ZB delivers robust financial performance

STAFF WRITER
ZB Financial Holdings Limited has posted a strong set of results for the nine months to September 30, 2025, buoyed by solid growth across all business segments, effective risk management, and an improving domestic economic environment.
The diversified financial services group said proactive risk-management measures put in place by management helped safeguard long-term shareholder value and positioned the institution for sustained growth amid ongoing global uncertainties.
ZB also noted that the relatively stable local operating environment had “offered new growth opportunities” and continued to support broader economic expansion.
Total revenue surged by 75% to ZWG2.86bn, up from ZWG1.64bn recorded during the same period last year.
In a statement accompanying the results, company secretary Tinashe Masiiwa said ZB remained committed to prudent financial management and efficiency.

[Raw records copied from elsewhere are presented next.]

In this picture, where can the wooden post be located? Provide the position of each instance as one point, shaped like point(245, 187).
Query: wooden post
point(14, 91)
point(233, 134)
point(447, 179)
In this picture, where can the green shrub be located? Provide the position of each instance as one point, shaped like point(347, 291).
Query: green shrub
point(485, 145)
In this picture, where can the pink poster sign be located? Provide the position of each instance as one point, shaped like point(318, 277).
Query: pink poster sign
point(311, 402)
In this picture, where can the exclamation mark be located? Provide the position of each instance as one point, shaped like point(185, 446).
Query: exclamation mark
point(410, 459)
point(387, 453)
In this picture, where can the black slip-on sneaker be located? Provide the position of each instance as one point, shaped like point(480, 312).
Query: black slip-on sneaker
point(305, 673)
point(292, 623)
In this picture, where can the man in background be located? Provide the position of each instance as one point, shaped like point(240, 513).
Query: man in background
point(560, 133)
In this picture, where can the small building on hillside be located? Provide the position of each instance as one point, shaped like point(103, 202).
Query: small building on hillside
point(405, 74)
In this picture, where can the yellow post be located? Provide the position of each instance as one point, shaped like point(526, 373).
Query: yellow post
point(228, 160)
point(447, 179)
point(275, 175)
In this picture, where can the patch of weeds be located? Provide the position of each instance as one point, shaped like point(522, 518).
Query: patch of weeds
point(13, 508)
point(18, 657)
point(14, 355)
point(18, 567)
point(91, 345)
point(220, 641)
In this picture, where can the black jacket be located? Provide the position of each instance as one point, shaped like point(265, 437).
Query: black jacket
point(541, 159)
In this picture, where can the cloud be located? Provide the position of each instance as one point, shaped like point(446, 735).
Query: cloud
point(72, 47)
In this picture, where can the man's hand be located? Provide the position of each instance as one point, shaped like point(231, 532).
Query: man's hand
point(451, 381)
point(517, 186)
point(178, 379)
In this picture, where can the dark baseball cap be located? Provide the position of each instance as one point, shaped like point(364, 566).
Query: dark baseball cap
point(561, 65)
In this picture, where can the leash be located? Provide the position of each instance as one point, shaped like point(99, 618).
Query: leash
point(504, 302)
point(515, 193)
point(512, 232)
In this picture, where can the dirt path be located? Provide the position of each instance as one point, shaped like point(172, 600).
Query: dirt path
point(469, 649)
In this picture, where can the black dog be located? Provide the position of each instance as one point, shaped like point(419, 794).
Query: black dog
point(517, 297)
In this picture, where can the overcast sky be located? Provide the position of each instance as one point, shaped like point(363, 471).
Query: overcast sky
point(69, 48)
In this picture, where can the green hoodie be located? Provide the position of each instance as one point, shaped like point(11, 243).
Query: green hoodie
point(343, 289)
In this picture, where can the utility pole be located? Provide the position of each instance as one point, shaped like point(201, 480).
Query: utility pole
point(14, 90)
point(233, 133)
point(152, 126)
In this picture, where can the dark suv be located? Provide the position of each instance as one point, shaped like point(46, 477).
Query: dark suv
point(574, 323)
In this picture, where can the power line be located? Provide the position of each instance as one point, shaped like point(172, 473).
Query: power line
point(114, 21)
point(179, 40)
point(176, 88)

“The group’s profit after tax for the period ended 30 September 2025 improved by 41% from the same period prior year. This growth was due to the increase in total income underpinned by net income from lending activities,” said Masiiwa.
He added that despite tight liquidity conditions, the group’s net income from lending activities had shown “marginal real growth.”
ZB also secured new lines of credit during the period, which increased its lending capacity and is expected to boost net interest income in the final quarter and beyond.
Non-funded income rose sharply to ZWG2.12bn, up from ZWG1.43bn in 2024, driven primarily by the success of the group’s digital channels and wider service delivery ecosystem, which contributed 62% of total commissions and fees income.
Property income grew by 16%, supported by higher rental inflows and income from property management services.
Masiiwa also noted that exchange gains contributed 27% of non-funded income, reflecting the group’s net exposure to currencies other than the US dollar, which remains its functional currency.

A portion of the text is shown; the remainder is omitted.